Australian lawyer and politician

Matthew Guy Groom (born 24 November 1970) is an Australian lawyer and former politician. He was a Liberal Party member for Denison in the Tasmanian House of Assembly from 2010 to 2018. He served as Minister for State Growth, Energy, Environment, Parks and Heritage. Groom also acted as Attorney-General and Minister for Justice during the extended illness of the late Vanessa Goodwin. In September 2017, Groom announced his retirement from politics, giving as a reason the negative impact politics has had on his family life. In August 2018 he was appointed to the Administrative Appeals Tribunal.

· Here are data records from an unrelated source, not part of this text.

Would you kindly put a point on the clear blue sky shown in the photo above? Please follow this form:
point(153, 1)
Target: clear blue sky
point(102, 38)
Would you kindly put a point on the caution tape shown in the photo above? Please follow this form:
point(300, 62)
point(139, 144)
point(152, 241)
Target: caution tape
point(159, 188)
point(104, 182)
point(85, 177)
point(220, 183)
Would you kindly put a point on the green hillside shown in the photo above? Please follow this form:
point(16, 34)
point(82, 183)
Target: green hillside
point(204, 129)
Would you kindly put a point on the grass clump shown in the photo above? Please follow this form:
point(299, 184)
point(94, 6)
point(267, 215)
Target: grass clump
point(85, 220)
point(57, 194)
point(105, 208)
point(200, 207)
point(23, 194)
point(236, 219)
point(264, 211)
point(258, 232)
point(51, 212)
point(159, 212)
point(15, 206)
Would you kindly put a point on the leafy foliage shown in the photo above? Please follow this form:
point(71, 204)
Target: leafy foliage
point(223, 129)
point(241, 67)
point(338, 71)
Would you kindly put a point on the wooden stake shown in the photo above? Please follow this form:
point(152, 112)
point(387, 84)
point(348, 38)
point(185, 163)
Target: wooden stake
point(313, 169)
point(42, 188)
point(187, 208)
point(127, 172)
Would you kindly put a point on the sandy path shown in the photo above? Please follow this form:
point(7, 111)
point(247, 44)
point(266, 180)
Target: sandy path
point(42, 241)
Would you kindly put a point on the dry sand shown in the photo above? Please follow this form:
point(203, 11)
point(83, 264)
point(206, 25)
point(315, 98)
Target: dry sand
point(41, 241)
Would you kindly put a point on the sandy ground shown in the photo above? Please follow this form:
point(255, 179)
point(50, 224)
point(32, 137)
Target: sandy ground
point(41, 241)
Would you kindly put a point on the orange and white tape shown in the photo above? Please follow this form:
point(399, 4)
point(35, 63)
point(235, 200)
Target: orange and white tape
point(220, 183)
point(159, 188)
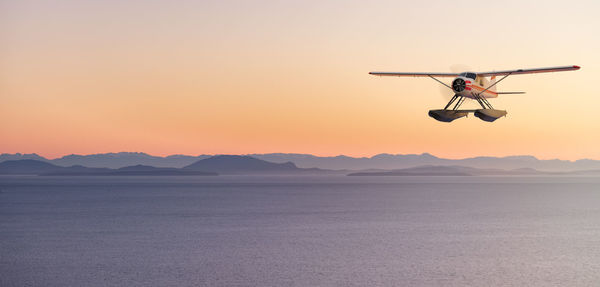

Groom was the highest polling candidate for the Liberal Party in Denison at the 2010 Tasmanian state election, securing 13.4% of the primary vote on his own.

Prior to politics, Groom worked as Legal Counsel at Hydro Tasmania and then as General Counsel with the Tasmanian renewable energy company Roaring 40s. He had earlier worked as a mergers and acquisitions lawyer with top-tier Australian law firms Freehills and Minter Ellison both in Melbourne and London.

He holds Bachelor of Laws and Bachelor of Arts degrees from the University of Tasmania and a Master of Laws degree from the University of Melbourne.

He is married to Ruth (Kile) and has two daughters, Chloe and Meg, and a son, Joshua. He is the son of former Premier of Tasmania Ray Groom.